Dr Wong-Staal's approach is one of several gene-therapy treatments now in development for HIV infection.

Drug therapy, the first line of attack, has proved disappointing. The virus can mutate rapidly to evade the impact of drugs now used, and resistance is a growing problem. Vaccine development is progressing slowly with no real prospect of a successful preventive injection before 2000 at least.

Dr William Paul, director of the US Office of Aids Research, said there was 'great enthusiasm about the potential of gene therapy to limit the capacity of cells to support the growth of the virus'. Although no one knows for sure if gene therapy will work any better than drugs, treating infection at the earliest stages - in infected infants or those at risk - is believed to hold the best prospects for prolonging life.

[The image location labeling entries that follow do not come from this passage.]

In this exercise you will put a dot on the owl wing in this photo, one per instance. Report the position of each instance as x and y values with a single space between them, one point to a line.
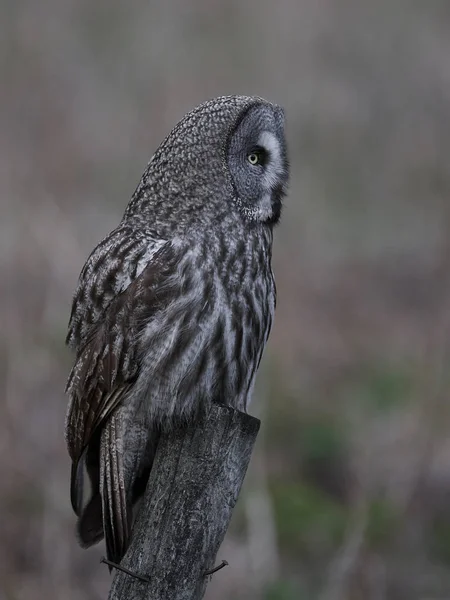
125 281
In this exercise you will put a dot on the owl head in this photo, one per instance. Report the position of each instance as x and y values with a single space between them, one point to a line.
226 159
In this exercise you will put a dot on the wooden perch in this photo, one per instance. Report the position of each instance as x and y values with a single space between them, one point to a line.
193 487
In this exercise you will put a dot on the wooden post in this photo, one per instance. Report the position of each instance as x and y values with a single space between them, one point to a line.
193 487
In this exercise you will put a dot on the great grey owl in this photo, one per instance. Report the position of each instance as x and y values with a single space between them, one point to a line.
174 307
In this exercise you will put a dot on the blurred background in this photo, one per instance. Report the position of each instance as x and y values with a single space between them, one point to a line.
348 495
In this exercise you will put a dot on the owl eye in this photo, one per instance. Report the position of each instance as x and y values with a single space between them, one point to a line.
258 156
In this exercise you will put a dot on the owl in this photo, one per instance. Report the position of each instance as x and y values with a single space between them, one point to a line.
174 307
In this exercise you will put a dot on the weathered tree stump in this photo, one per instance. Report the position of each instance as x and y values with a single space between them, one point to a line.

Researchers working for the Ares-Serono drug company told the conference that a genetically- engineered form of growth hormone appeared to halt the dramatic weight loss and wasting associated with Aids.

A preliminary 12-week trial in 178 people showed that the weight gain was due to an increase in 'lean body mass' and not fat, suggesting that the hormone was reversing or slowing down the breakdown of protein in the body.

Aids researchers and activists yesterday called for better awareness of the disease to prevent the marginalisation of sufferers. Junsuda Suwunjundee, a Thai woman with Aids, told the conference: 'Death no longer frightens us. What frightens us is how we can continue to live in society.'

Ms Suwunjundee, a member of a Thai Aids support group, said that when she revealed she had the disease her family was reluctant to carry on living with her. 'They were afraid to have me live in the same house so I decided to leave home for the clinic. As we are not welcome in some hospitals, we must go to the few hospitals that will accept us.'

She said society had a responsibility to secure the fundamental human rights of people with HIV.